Etiquette for a listening session?


'Sup?

Every now and then when my friends have nothing better to do, they'll acquiesce to my standing invite to come over to listen to some tunes on the main system downstairs. Over the years I've learned to choose my invites wisely, based on whether or not the invitee seems to evince any leaning towards or sympathy for audiophilia.

A few times I've been incredibly lucky and chanced upon a friend who doubles as an audiophile and we while away a happy evening and night spinning cd's and lp's and talking about the tracks and artists - and the drinks we have. We do talk, but between tracks or artists, not during. But a few times I've had people over, usually as part of a small group, who insist on talking over the track, much in the same way I constantly annoy my wife by talking during a movie.

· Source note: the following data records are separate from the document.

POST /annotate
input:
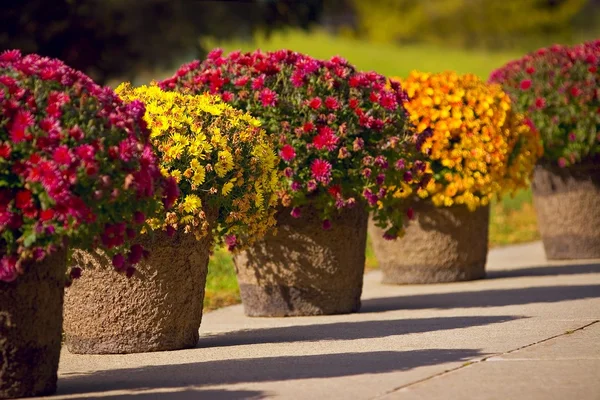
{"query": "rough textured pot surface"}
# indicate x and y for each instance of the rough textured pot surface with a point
(158, 309)
(442, 244)
(567, 203)
(304, 269)
(30, 328)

The other weekend I invited over a couple, the husband with whom I play in a band; the wife whom I've never met. And while my wife and I and they nursed drinks and listened to tunes, his wife insisted on talking about whatever, bringing up pictures on her phone, and evincing every sign that she had never seriously considered the idea of a listening session to be something worthwhile.

Okay, I get it. It's not for everyone; analogous to if a friend who was into home theater had just gotten a new, hi-end projector had invited me over to watch a movie. Yes, I would have appreciated the clarity, etc. But it's still just a movie, no matter how much resolution there may be on a screen (actually, if there were indeed such a friend, I'd try to get into the video aspect as much as I'd like her or him to enjoy the audio, if only out of respect).

But it's also happened before, like with another (former) band member, another guitarist, who kept talking through the tracks while the rest of us tried (or pretended to try - I can only speak for myself) to listen.

So what's proper etiquette? Do I play the good host and let come what may? Do I lay down ground rules? I know that most people don't actively listen to music, nor appreciate the nuances of a good system, and usually don't care too much, either -- gearheads are gearheads, no matter the passion, and are appreciated only by other gearheads. Just as I remember, in retrospect, a few audiophiles when I was younger who obviously had good systems, but back then I neither knew nor cared about stuff like that, and so was much the same kind of person I'm complaining about now.

But how would you address that kind of behavior or reaction during a listening session?


simao

Showing 2 responses by nab2

I think you have to gauge the situation and the people. Don't forget that there are lots of folks who simply can't hear what you hear and so they can't be immersed in listening. Even if you sat them down, told them to be quiet and listen they won't get it because they simply can't! My taste buds aren't that great, my nose isn't either (chicken or egg - I know) so someone can talk about the undertones of this flavor or not and I say, "Pass the salt."

I've had folks over and pretty soon realize they want something else other than a "listening session" and/or can't experience what I do. It's then I remember that my Mom used to say, "Company is always right."

It doesn't take long to figure out where they are. I've had some other folks over (particularly young folks - college age) and they were like, "Wow! I can't believe this!" When you get that reaction you know they have ears and are ready to listen and you can point out stuff to listen to or you can just listen. 
PS
Another idea. You need to play music that your guest likes. I've found with my children that the starting place is their music (even if I don't like it), but I have to have a way to get uncompressed files of their music (or the session is useless). Yeah, I know, simple stuff, but I've been guilty of trying to show folks stuff with music they don't know and/or may not like. First you make a connection, then you determine their ears, lastly you can take them on a journey (OK that's for new folks - my Bro and I can just LISTEN).